Many of the sectors which account for
a large proportion of female job losses over the crisis are notoriously low paid and
characterised by job insecurity. For example, four in ten of those working in female-dominated retail and
wholesale are paid less than the real Living Wage.
In hospitality, also a majority
female workforce, 80% of workers reported that they were already struggling with
their finances before going into lockdown. A return to the status quo will
merely cement women’s labour market inequality and in-work poverty.
While furlough has gone some way to protect employment and earnings for some women, key features of the Job Retention Scheme actually increased the likelihood of women leaving work in order to care, particularly at the start of the crisis. As a result of the failure to embed gender analysis in policymaking, the House of Commons’ Women and Equalities Committee concluded that the design of furlough “overlooked - and in some respects continues to overlook - the specific and well-understood labour market and caring inequalities faced by women.”
As furlough comes to an end and the impacts of the pandemic on employment become clear, we cannot afford for women’s labour market equality to continue to be an afterthought in policymaking.
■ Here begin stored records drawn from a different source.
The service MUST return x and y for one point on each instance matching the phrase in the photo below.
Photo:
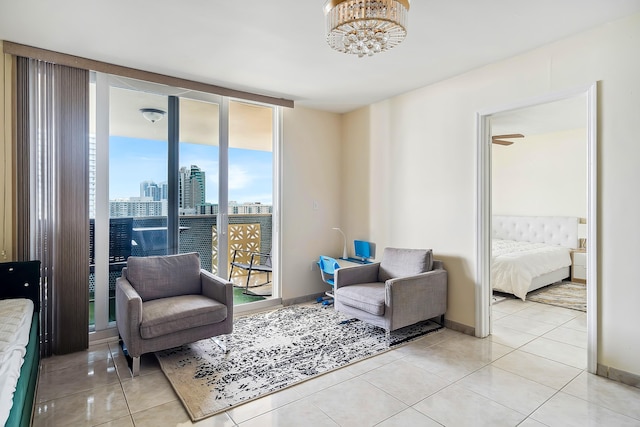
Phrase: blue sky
(134, 160)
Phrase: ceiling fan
(501, 139)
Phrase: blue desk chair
(328, 266)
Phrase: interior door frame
(484, 213)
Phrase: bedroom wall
(421, 148)
(541, 175)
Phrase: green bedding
(24, 395)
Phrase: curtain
(52, 148)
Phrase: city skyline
(133, 161)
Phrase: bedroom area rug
(563, 294)
(270, 351)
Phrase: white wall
(541, 175)
(421, 183)
(311, 178)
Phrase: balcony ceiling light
(365, 27)
(152, 114)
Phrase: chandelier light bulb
(365, 27)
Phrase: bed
(19, 341)
(530, 252)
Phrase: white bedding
(515, 264)
(15, 323)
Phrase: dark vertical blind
(53, 133)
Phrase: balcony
(145, 236)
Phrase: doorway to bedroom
(541, 171)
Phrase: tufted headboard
(552, 230)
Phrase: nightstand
(579, 265)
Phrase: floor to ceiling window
(176, 171)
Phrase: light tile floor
(530, 372)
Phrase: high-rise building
(137, 207)
(152, 190)
(192, 188)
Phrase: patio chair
(258, 262)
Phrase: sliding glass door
(175, 171)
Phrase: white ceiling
(278, 48)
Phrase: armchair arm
(217, 288)
(128, 313)
(366, 273)
(416, 297)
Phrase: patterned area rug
(564, 294)
(270, 351)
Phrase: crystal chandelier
(365, 27)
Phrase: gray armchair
(406, 287)
(167, 301)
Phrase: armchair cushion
(164, 276)
(167, 315)
(368, 297)
(404, 262)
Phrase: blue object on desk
(357, 260)
(364, 251)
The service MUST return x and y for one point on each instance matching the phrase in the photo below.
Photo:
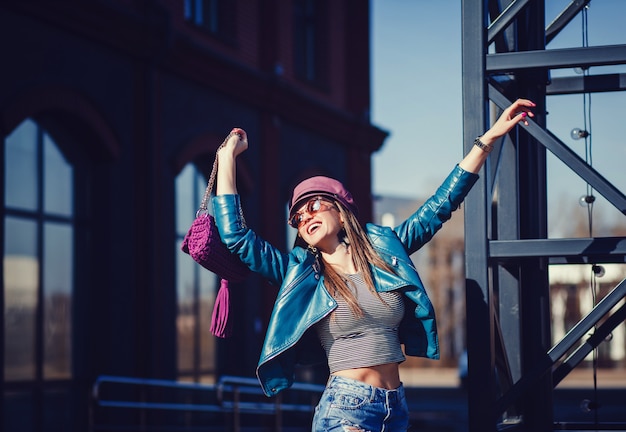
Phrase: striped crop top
(352, 342)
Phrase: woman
(348, 293)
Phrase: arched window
(38, 263)
(196, 288)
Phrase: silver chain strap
(203, 210)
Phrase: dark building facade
(110, 115)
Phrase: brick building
(110, 114)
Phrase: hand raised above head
(235, 144)
(517, 112)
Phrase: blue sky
(416, 97)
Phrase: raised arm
(517, 112)
(236, 143)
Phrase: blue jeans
(348, 405)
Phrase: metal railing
(232, 395)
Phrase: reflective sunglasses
(313, 206)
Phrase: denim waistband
(374, 393)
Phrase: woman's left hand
(517, 112)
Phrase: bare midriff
(385, 376)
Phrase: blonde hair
(363, 255)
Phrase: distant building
(110, 116)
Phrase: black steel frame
(512, 367)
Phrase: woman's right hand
(236, 143)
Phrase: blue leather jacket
(303, 300)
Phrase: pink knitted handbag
(203, 243)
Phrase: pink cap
(322, 186)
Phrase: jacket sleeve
(259, 255)
(422, 225)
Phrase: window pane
(58, 178)
(196, 287)
(185, 321)
(57, 284)
(187, 199)
(21, 167)
(21, 274)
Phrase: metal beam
(561, 348)
(587, 84)
(573, 251)
(556, 58)
(567, 156)
(564, 18)
(599, 335)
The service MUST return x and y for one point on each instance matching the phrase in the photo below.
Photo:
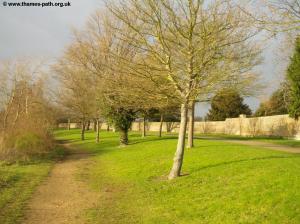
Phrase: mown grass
(224, 182)
(18, 181)
(275, 140)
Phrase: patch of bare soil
(62, 198)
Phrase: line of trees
(26, 116)
(138, 55)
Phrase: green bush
(24, 146)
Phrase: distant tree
(293, 77)
(122, 119)
(276, 105)
(227, 104)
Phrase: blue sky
(44, 32)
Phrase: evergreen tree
(227, 104)
(276, 105)
(293, 76)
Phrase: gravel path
(62, 198)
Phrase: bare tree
(185, 45)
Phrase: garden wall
(279, 125)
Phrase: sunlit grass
(224, 182)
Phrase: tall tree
(293, 76)
(188, 42)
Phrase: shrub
(24, 146)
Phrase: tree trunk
(144, 127)
(123, 137)
(95, 125)
(191, 126)
(69, 124)
(98, 130)
(83, 130)
(161, 124)
(88, 125)
(178, 158)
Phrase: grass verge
(19, 180)
(224, 182)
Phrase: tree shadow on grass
(245, 160)
(143, 140)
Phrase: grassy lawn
(224, 182)
(274, 140)
(18, 182)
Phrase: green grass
(17, 183)
(274, 140)
(224, 182)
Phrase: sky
(37, 32)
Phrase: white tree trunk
(161, 124)
(98, 131)
(144, 127)
(69, 124)
(178, 158)
(83, 130)
(191, 126)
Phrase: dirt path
(62, 198)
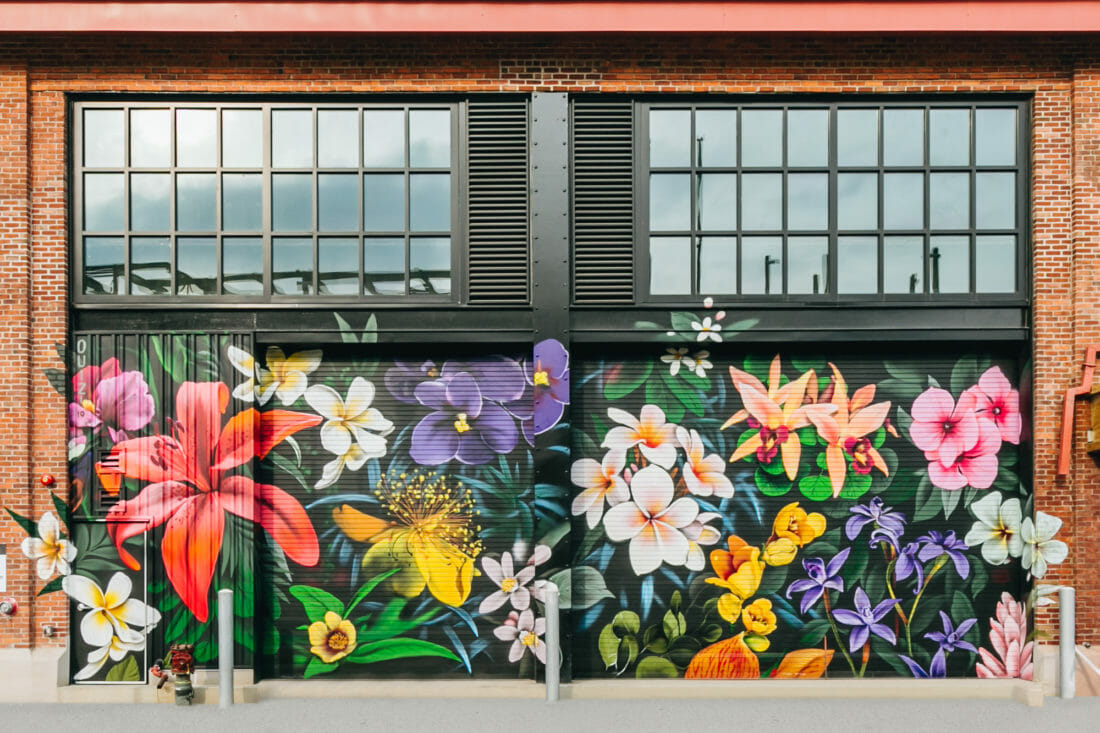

It’s time to put gender equality at the heart of fair work and to prioritise policies and interventions which tackle occupational segregation, women’s low pay and the continued undervaluation of women’s work.
Scottish Government’s forthcoming National Strategy on Economic Transformation is an opportunity to prioritise action on the structural issues which underpin women’s economic inequality. Close the Gap has advocated that a fairer and greener economy has to be an economy that also works for women.